Something warm trickled down from my nose. Lifting a finger to check, it came back red and wet with blood. But all of my discomfort was not strong enough to stop me from witnessing the annihilation my power had achieved.
Lightheaded from the draw back of my power, I watched the Draeic as it fell from the sky. Its body was a bloodied, broken mess of limbs and bone. Meat hung from its corpse. The wings were so torn that even if it had survived, they wouldn’t have kept it airborne.
I glimpsed its gouged eyes and shattered jaw. Then it was gone. Falling into the dark. Its death was so terribly silent, until the shattering explosion of its body meeting the ground far below echoed up the sheer face of the castle’s walls.
My relief was short-lived as Rafaela’s scream cut through the daze of power and tiredness. I looked up to see her body, grey wings folded protectively over her, hurtling through the night. From the arcing swing of one of the monster’s spiked tails, I knew it had hit her.
I screamed her name, my voice filling the dark void between us.
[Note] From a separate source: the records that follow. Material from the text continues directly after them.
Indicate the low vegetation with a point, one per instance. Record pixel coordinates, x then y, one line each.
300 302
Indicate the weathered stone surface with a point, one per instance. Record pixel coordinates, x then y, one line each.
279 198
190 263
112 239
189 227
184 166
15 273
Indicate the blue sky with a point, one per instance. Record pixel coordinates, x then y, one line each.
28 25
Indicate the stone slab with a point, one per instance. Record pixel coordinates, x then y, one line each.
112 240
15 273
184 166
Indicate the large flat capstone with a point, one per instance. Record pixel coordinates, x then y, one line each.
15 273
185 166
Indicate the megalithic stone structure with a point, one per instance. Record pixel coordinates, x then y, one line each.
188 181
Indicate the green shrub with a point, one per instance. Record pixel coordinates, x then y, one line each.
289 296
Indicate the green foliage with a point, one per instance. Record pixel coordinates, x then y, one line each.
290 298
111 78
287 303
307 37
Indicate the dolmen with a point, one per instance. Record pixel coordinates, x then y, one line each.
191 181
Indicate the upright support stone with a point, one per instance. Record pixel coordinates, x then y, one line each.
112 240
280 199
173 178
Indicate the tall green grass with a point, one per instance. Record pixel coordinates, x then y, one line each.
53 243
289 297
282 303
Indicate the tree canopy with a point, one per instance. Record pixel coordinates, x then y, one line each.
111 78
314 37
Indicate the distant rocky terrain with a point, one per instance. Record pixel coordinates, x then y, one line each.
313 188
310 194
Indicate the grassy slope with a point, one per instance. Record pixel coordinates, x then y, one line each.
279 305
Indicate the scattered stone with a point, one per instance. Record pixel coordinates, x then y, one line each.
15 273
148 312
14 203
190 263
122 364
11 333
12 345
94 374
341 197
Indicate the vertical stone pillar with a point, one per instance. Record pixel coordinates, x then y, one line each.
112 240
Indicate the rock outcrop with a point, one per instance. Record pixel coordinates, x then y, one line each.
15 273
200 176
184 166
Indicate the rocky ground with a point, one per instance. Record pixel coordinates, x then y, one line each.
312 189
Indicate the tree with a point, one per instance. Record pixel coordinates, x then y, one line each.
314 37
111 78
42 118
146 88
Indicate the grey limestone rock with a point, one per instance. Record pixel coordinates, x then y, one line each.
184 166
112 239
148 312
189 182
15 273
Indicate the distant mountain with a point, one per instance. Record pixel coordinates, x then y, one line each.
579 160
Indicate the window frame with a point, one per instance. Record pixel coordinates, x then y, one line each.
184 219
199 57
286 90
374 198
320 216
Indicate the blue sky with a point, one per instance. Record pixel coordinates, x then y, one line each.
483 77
No room for thought, only action, I released my power again, recognising the slight strain on it. I thickened the air, trying to soften the inevitable fall. There was resistance, but it worked enough to give her the time she needed.
Just before Rafaela slammed into the castle walls below the balcony, she threw her wings out and regained control. Blood smeared her cheek as she looked up at me. I spotted a dark stain spread at the side of her waist that she had not seemed to notice or care about.
Everything that followed happened so quickly.
Rafaela flew upward, wings cascading powerful gusts down upon me. “I need to get you out of here.”
“No, I can stop them.”
Rafaela’s bloodshot eyes suggested she didn’t believe me. “You can’t. They are Duwar’s creatures – made of dark power – the more you use against them the more it will drain you.”
Was this what was happening to me? How I’d reached the limit of my power so quickly.
“This is my domain; I’ll not let them take it!”